Caractérisation de l’étape de cohésion des chromatides sœurs durant le cycle cellulaire d’E. coli – SISTERS

Nous avons developpé un outil génétique permettant de mesurer la proximité spatiale entre les chromatides sœurs. Cet outil a une résolution que ne peuvent pas atteindre les microscopes optiques conventionnels. Nous la couplons à une analyse moléculaire et de l'imagerie pour définir l'architecture des chromatides sœurs durant le cycle cellulaire.

La première découverte majeure réalisée durant le projet SISTERS est la mise en évidence que la cohésion des chromatides sœurs chez les bactéries est un processus en deux étapes: une étape où les deux double brins d'ADN sont directement liés entre eux, et une étape postérieure où la cohésion est maintenue par un ancrage du chromosome au cytosquelette via des protéines dédiées.

Caractériser les détails moléculaires de la régulation de la cohésion des chromatides sœurs. Identifier des partenaires encore méconnus de cette voie. Déterminer l'influence de cette étape sur le métabolisme de l'ADN: l'expression des gènes ou la réparation des lésions sur l'ADN.

Lesterlin C, Gigant E, Boccard F, Espeli O, (2012) Sister chromatid interactions in bacteria revealed by a site specific recombination assay EMBO J, August 15. 31:3468-79

Espeli O, Borne R, Dupaigne P, Thiel A, Gigant E, Mercier R, Boccard F (2012) A MatP-divisome interaction coordinates chromosome segregation with cell division in E. coli. EMBO J May 11. 31:3198-11

L’étape de cohésion des chromatides soeurs est essentielle pour le bon déroulement du cycle cellulaire des cellules eucaryotes et des bactéries. Chez les eucaryotes l’établissement de la cohésion dépend du chargement de complexes multiprotéique appelés cohésines sur les chromatides sœurs immédiatement après leur réplication. Chez les bactéries, les cohésines sont absentes des génomes et il semble que des liens topologiques combinés à des protéines d’organisation du chromosome participent à la cohésion. A ce jour la méthode de mesure de la longueur de l’étape de cohésion est basée sur la mesure de la co-localisation entre deux étiquettes portées par les chromatides sœurs. Cette méthode est imprécise, elle requiert l’utilisation d’un système d’étiquettes fluorescentes et de mesures des paramètres du cycle cellulaires prônes aux artefacts.

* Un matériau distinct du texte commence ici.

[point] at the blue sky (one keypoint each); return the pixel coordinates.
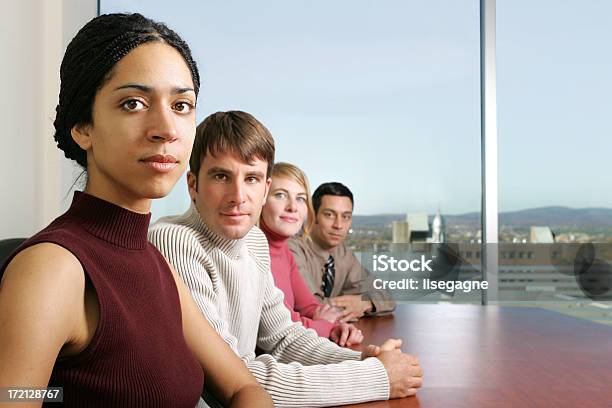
(384, 96)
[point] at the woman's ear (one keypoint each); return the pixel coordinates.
(81, 135)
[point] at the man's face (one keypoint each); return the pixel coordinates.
(332, 221)
(229, 193)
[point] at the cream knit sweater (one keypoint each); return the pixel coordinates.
(231, 282)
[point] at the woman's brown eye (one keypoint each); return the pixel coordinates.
(182, 107)
(132, 105)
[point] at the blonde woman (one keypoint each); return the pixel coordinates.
(284, 213)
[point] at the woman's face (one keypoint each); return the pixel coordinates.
(143, 128)
(286, 207)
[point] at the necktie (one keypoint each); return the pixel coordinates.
(328, 277)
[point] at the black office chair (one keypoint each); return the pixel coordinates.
(7, 246)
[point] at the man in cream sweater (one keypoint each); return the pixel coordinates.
(224, 260)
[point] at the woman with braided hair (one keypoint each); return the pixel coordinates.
(87, 303)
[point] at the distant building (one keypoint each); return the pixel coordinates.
(541, 235)
(401, 232)
(416, 229)
(438, 228)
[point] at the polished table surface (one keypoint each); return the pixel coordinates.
(494, 356)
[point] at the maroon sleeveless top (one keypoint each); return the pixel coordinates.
(138, 356)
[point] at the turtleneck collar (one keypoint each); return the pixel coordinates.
(230, 247)
(274, 239)
(110, 222)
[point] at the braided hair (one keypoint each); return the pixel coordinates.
(88, 63)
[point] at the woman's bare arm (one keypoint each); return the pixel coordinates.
(41, 307)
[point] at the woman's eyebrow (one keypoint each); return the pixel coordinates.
(149, 89)
(141, 87)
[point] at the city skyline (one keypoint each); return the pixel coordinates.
(386, 98)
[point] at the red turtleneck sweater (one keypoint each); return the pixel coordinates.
(298, 298)
(138, 356)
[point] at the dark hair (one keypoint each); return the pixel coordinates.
(88, 63)
(233, 131)
(336, 189)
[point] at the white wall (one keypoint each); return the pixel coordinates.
(34, 176)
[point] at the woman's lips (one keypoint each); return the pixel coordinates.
(162, 163)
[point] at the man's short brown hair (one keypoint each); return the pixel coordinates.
(232, 131)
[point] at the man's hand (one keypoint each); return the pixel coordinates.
(345, 334)
(388, 345)
(354, 307)
(326, 312)
(404, 371)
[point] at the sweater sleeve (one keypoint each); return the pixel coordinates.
(303, 369)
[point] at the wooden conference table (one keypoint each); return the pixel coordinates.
(493, 356)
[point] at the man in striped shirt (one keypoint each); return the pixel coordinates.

Nous avons développé, chez E. coli, un test génétique alternatif permettant la mesure de la distance entre chromatides sœurs. Ce test a révélé que les chromatides sœurs restent en contact étroit pour une courte période suivant la réplication. Nous appelons ce contact cohésion moléculaire. L’étape de cohésion moléculaire est différente de l’étape de co-localisation des foci frères. La durée de la cohésion moléculaire varie en fonction du locus considéré. L’activité des topoisomérases apparaît comme un modulateur important de la durée de la période de cohésion. En utilisant ce test génétique, nous avons pu identifier une nouvelle protéine impliquée dans l’étape de cohésion (SciA). Le projet proposé pour le financement ANR jeune chercheur se concentre sur quatre aspects : i) la caractérisation d’éventuels liens topologiques impliqués dans le cohésion moléculaire ; ii) la caractérisation des déterminants chromosomiques de la cohésion moléculaire par une approche globale ; iii) l’identification du rôle de la protéine CccA pour la cohésion des chromatides sœurs ; iv) le développement de nouvelles méthodes de biologie cellulaire dédiées à l’étude de la cohésion des chromatides sœurs. Durant ce projet, des technologies d’analyse à haut débit seront combinées à des outils sophistiqués de génétique et biologie cellulaire pour décrire l’organisation des fibres de chromatides sœurs durant la période de cohésion et pour caractériser le rôle de cette étape dans le métabolisme du chromosome durant le cycle cellulaire bactérien.